Microperimeter as a trainer. “Some microperimeters have a biofeedback module that trains the eye to use a better peripheral location,” said Dr. Markowitz. The program provides auditory feedback when the patient approaches the desired fixation target.
However, Dr. Mogk’s institution does not use the device in this way. First, the rehabilitation specialists there don’t attempt to change the patient’s PRL; and, second, they find that training in the use of the PRL is best done in the real world. “Our occupational therapists do PRL training in the context of actual tasks, rather than with the patient’s head fixed in a machine.” In addition, transportation back to the center to regularly use the machine could be a real issue for these low vision patients, she said.
Expanding Clinical Uses
Microperimetry also holds promise in other clinical arenas, in both practice and trials. Regardless of the application, Dr. Sunness emphasized the importance of clearly defining the information you need to obtain from microperimetry before choosing from a menu of test patterns and gating strategies. For some patients, you will simply need to find a blind spot and not need to check lots of points, she said. But for others with better vision, you will want to do more subtle testing.

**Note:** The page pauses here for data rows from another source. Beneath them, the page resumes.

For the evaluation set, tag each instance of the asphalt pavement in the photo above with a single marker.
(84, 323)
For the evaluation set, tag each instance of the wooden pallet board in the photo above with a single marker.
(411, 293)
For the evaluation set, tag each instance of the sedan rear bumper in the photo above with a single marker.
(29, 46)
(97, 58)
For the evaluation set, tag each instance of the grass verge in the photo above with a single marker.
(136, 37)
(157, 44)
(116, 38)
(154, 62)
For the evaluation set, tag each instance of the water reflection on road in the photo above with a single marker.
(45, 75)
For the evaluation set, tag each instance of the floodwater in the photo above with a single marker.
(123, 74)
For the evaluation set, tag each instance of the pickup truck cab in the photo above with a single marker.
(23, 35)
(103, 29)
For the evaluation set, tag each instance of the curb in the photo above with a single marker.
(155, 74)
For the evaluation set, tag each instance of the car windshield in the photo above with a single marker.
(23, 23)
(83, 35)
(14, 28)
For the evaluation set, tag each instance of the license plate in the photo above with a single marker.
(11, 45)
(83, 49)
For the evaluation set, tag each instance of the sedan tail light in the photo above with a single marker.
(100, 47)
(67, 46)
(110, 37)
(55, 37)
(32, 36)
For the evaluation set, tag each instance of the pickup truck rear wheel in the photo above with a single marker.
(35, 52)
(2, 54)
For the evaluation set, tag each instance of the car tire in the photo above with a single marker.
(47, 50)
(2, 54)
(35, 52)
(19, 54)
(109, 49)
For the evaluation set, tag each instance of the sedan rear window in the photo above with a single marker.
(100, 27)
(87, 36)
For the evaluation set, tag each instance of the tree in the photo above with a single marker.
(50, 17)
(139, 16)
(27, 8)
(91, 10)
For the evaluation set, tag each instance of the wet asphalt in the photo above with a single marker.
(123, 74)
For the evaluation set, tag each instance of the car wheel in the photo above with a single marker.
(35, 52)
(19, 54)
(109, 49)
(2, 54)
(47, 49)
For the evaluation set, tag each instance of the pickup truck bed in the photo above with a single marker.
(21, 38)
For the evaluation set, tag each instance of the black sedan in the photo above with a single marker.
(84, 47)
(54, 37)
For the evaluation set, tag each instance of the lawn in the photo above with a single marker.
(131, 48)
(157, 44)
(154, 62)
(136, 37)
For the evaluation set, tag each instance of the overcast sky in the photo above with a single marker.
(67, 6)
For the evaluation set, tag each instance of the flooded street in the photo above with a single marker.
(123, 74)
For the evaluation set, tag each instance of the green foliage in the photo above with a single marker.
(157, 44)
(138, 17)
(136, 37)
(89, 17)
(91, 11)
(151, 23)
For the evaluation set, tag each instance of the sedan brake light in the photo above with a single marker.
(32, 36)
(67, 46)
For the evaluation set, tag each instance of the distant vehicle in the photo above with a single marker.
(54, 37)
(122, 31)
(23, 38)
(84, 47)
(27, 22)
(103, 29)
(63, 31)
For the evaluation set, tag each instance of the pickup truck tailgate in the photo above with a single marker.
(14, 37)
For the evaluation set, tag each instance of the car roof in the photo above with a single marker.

After anti-VEGF injections. Dr. Sunness finds microperimetry useful in evaluating patients with wet age-related macular degeneration who are on anti-VEGF medications. “Before Lucentis, Avastin, and Eylea, patients generally ended up legally blind with a scar [in the fundus] that was very obvious,” she said. Today, vision is better preserved with these medications, but people often have blind spots in their visual fields that aren’t clinically apparent. “Microperimetry helps identify them. Then all the patients may need is a little more scotoma-awareness coaching, a stronger spectacle add, and/or a little more light, and we can often get them back to reading regular print again.”
Fixation and function. In some patients, visual function is not restored despite successful structural repair, such as reattaching a detached retina or opening a channel for aqueous flow in glaucoma, said Dr. Markowitz.
But microperimeters can help reveal the underlying reason for the persistent functional impairment, he said. After closure of a macular hole, for example, retina specialists rely on OCT to see that tissues are lined up properly. However, recent research shows that fixation stability is a more reliable predictor of visual acuity following this type of surgery.1 Likewise, visual acuity may worsen after glaucoma surgery, said Dr. Markowitz, because surgery has broken the balance between fixation stability and the PRL.
As a measure in clinical trials. Current and future clinical trials may find increasing utility for this technology, said Dr. Sunness. She gave the example of ProgStar, a study of the natural history of Stargardt disease, which was recently launched at nine centers by the Foundation Fighting Blindness. “Microperimetry will be used to track the progression of retinal function loss during the study,” she said, “because with Stargardt, it’s the only way to get this information.”
Looking ahead. Although their use is still fairly rare in mainstream ophthalmology, microperimeters may be used increasingly to evaluate visual function and to further guide interventions in a variety of conditions. The interest in this new technology is growing; for example, a special issue of the Canadian Journal of Ophthalmology dedicated entirely to microperimetry is planned for October 2013. Watch for it.
1 Tarita-Nistor L et al. Invest Ophthalmol Vis Sci. 2009;50(1):84-89.
Drs. Markowitz, Mogk, and Sunness report no related financial interests.